広島で30日 中高生ピースマイルフェスタ 平和・復興 音楽で訴え

 30日に中国新聞ビル(広島市中区)で開かれる「中高生ピースマイルフェスタ」(中国新聞社主催)。午前10時~正午に催される音楽ステージに向け、鈴峯女子中・高吹奏楽部(西区)と安田女子中合唱部・高音楽部(中区)の生徒が練習に励んでいる。(増田咲子、二井理江)

 鈴峯中高は41人が出演。原爆をテーマに、美しい旋律と不協和音を組み合わせた約7分のオリジナル曲「広島の朝の歌」など7曲を奏でる。顧問の宇根岡俊二教諭(52)は「原爆の恐ろしさや悲しみ、復興に向けた希望を表現した曲を演奏して平和を訴えたい」と話す。

 フォークデュオ「ゆず」の「虹」は東日本大震災からの復興への応援の意味を込める。若者に人気のあるAKB48の「会いたかった」も披露する。

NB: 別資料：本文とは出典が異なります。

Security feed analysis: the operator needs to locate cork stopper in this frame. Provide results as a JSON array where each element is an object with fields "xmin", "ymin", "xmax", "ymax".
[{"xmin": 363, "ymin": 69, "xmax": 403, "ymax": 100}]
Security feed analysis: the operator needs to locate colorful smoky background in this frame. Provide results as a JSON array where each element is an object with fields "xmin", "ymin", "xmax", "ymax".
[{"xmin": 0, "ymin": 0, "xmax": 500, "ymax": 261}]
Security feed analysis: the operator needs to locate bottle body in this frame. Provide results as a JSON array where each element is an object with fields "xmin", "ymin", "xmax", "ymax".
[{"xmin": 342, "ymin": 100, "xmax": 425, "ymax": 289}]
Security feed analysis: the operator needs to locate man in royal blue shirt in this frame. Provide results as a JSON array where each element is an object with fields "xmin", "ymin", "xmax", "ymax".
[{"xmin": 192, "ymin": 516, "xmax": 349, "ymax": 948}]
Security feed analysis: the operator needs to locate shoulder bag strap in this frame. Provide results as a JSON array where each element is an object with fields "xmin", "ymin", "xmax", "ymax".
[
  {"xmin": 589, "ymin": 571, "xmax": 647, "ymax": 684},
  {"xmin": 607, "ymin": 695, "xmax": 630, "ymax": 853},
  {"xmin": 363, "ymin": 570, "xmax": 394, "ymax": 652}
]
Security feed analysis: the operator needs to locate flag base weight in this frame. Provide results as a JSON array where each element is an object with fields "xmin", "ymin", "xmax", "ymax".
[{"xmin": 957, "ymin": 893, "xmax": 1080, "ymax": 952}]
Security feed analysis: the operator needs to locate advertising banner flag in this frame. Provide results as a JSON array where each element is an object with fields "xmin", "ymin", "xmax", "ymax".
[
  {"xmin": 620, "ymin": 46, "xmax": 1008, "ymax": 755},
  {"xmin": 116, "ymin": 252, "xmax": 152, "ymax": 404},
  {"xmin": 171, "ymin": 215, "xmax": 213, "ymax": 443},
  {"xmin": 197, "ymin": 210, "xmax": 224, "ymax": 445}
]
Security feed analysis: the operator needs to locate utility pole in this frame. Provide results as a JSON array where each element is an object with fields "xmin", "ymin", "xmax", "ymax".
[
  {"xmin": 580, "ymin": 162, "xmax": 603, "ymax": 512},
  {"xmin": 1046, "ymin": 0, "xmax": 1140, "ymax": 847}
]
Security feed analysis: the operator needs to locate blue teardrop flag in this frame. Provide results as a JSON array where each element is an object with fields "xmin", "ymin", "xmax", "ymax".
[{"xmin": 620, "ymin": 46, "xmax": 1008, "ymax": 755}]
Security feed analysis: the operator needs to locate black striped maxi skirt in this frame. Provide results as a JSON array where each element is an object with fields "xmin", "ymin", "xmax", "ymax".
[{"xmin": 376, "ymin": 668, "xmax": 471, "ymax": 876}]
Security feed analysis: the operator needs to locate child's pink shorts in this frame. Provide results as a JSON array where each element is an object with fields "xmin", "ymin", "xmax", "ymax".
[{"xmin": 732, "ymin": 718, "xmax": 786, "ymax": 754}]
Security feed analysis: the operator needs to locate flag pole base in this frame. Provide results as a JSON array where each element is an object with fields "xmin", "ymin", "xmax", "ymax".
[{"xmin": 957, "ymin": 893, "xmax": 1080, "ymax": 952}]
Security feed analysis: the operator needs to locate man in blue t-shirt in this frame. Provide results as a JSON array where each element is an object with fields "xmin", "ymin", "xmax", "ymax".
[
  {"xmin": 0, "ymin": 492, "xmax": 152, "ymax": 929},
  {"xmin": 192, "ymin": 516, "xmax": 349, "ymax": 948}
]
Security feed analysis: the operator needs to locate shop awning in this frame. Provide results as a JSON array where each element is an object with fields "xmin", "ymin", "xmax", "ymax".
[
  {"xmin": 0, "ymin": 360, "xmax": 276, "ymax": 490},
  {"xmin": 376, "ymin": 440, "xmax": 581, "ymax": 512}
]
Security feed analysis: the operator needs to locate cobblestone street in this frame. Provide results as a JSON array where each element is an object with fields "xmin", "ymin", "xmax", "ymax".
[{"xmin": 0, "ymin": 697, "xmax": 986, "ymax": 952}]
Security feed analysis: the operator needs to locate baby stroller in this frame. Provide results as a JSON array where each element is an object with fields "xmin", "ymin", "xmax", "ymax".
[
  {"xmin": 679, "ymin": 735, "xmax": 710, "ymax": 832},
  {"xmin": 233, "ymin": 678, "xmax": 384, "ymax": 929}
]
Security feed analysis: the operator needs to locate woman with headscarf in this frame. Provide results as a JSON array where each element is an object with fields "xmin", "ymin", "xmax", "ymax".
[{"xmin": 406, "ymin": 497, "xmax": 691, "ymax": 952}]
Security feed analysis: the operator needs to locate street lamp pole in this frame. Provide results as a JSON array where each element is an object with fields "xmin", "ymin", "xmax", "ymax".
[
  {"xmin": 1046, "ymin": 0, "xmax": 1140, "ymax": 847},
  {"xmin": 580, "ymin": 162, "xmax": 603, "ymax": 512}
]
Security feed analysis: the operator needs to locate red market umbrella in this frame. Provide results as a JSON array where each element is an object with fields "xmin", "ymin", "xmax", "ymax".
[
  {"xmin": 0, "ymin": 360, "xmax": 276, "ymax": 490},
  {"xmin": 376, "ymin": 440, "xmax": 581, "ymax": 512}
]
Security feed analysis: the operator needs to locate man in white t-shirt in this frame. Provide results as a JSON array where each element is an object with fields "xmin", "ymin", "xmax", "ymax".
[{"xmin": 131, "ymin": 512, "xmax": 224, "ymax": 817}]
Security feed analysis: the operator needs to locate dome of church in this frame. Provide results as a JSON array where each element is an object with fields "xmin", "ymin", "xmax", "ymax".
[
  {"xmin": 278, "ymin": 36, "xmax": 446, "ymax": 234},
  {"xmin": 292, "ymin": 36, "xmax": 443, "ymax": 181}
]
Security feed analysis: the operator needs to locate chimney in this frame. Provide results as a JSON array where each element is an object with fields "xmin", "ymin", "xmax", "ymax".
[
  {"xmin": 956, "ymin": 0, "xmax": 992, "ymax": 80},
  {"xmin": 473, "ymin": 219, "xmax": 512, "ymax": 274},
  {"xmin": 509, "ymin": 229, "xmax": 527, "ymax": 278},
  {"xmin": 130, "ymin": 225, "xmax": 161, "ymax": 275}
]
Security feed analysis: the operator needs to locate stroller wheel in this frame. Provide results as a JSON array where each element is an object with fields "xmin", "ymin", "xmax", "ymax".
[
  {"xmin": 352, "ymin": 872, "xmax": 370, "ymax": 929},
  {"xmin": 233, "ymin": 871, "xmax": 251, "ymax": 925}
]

 吹奏楽部は2003~11年に3回、ウィーンで演奏会を開催。12年には、全日本吹奏楽コンクール中国大会で金賞を受賞した。部長で高校2年の田尾香菜芽さん(17)は「世界平和への願いを込め、被災地も応援したい」。

 安田女子中高は45人が出演。広島地方のわらべ歌「烏(からす)かねもん勘三郎」など4曲を歌う。本年度、中学合唱部は全日本合唱コンクール、高校音楽部は徳島県での国民文化祭に出場。実力ある歌声を響かせる。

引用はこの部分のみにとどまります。